One of her most recent public appearances went viral after anti-dairy protesters stormed the stage at her husband’s Super Tuesday rally in Los Angeles. Biden moved immediately to shield him amid the chaos, which was instantly memorialized in a viral photograph captured by photojournalist Patrick T. Fallon.
As Joe Biden becomes ever more poised to claim the Democratic presidential nomination, here are 10 things to know about the former second lady who is vying for the top slot:
A post shared by Patrick Fallon (@patrickfallon) on Mar 3, 2020 at 9:56pm PST
The honorific “Dr.” in her title does not refer to a medical degree, but rather a doctorate in education she received from the University of Delaware in 2007. She is a longtime educator, per her official White House biography, and has taught in Delaware schools for over a quarter-century. While serving as second lady, she taught English at Northern Virginia Community College.
She was born in Hammonton, New Jersey, and raised along with four sisters in Willow Grove, Pennsylvania, by her father, Donald Jacobs, and her mother, Bonny Jean Jacobs, who passed away one month before the 2008 presidential election. Her father was a banker who eventually became vice president at a bank in Chestnut Hill, according to a profile in Vogue magazine.
Biden is a vocal advocate for breast cancer awareness and developed the Biden Breast Health Initiative in 1993 after several friends were diagnosed with the disease. According to an archived version of her White House profile, the initiative “has educated more than 10,000 high school girls about the importance of early detection of breast cancer.”
She was introduced to her future husband at a blind date set up by the then-senator’s brother Frank. The pair hit it off and dated for around two years before marrying in 1977 at the United Nations chapel in Manhattan. Joe Biden’s two sons from his first marriage, Beau and Hunter, accompanied the couple on their honeymoon.
Jill Biden received five separate proposals from her then-boyfriend before agreeing to marry him, according to an interview with Vogue. Joe Biden said he pleaded with her, “Look, this is the last time I’m asking you. I don’t care when we get married. But I want a commitment.” Just years earlier, Joe Biden’s first wife had died in a car crash along with their infant daughter. Jill Biden later said that she “had fallen in love with the boys,” Beau and Hunter, who survived the crash.
She is the author of several books, including Where the Light Enters, which recounts her relationship with her husband, and the children’s book, Don’t Forget, God Bless Our Troops. The latter was inspired by her granddaughter Natalie, whose late father, Beau, was deployed to Iraq.
In addition to her doctorate, Biden has received two master’s degrees: one in English from Villanova University, and another in reading from West Chester University. Her White House biography says these were earned in the 1980s “while working full-time and raising a family.”
On the campaign trail in 2008, Biden engaged in a bit of levity by pulling pranks on her husband. She put a plastic rat on a podium that Joe Biden was using and then placed it on his pillow that night. “Things are so serious that I like to add a little humor,” she told Reuters.
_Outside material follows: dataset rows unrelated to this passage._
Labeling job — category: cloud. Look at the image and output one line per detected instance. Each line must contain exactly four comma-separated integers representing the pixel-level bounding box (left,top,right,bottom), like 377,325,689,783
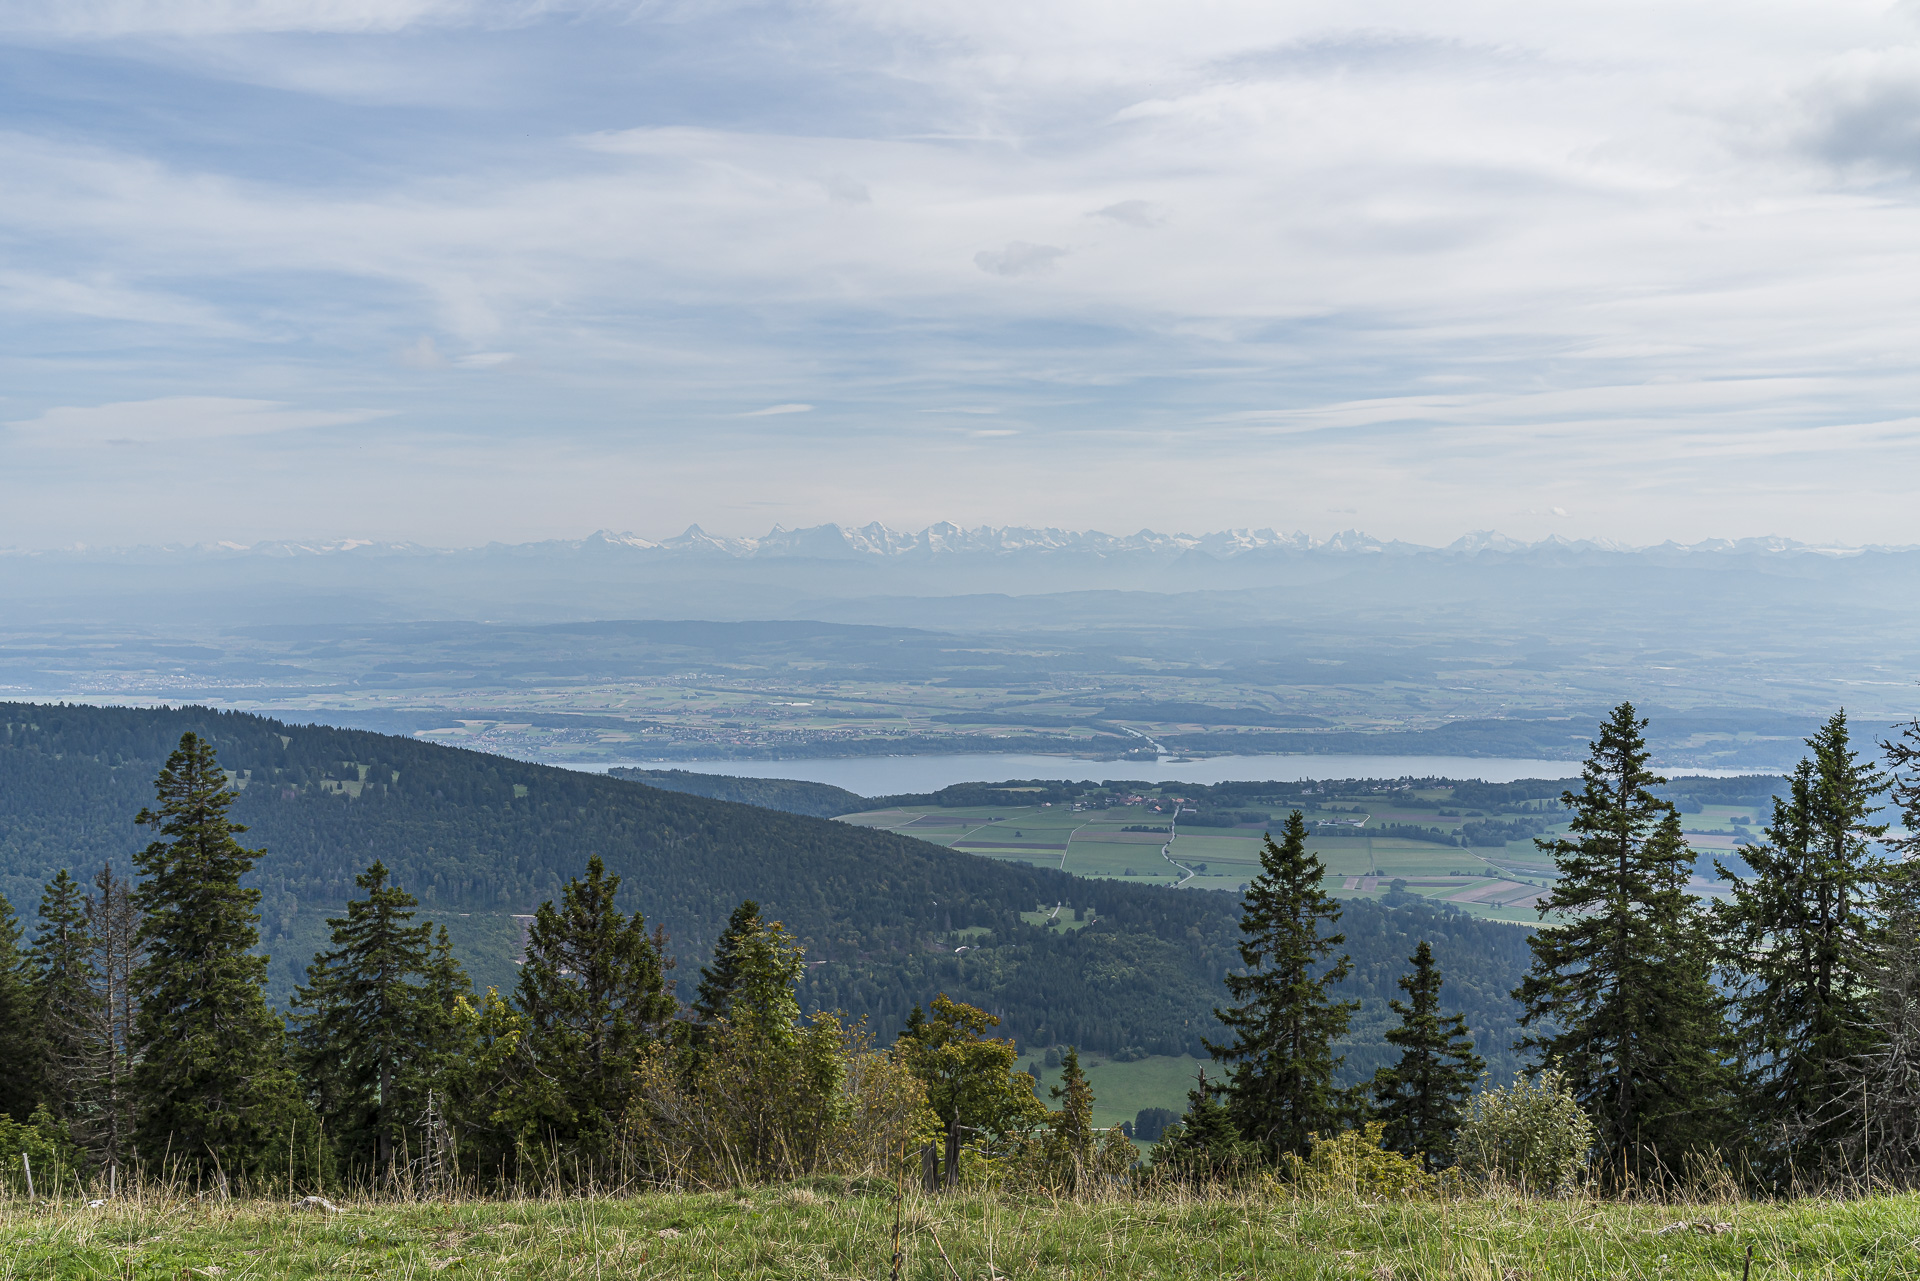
822,174,872,204
1091,200,1165,227
1794,47,1920,176
6,397,389,446
741,403,813,416
973,242,1067,277
0,0,596,37
398,336,445,368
During the Obama-Biden administration, the first and second ladies led an initiative, called Joining Forces, to support service members returning from active duty. In partnership with her counterpart Michelle Obama, Biden promoted employment resources, education programs and access to health care for military veterans.
Biden is a runner, and has competed in several 5-K, 10-K and half-marathon races, according to a 2010 interview with Runner’s World. She says her interest in the sport began after she was asked to sound off a race for charity in the 1990s and noticed her relative lack of physical fitness. “I got so winded that I said, ‘I’m going to start running,’” she told the magazine. “My first run was around my neighborhood in Delaware—about a third of a mile. I kept increasing the distance until I got the bug.”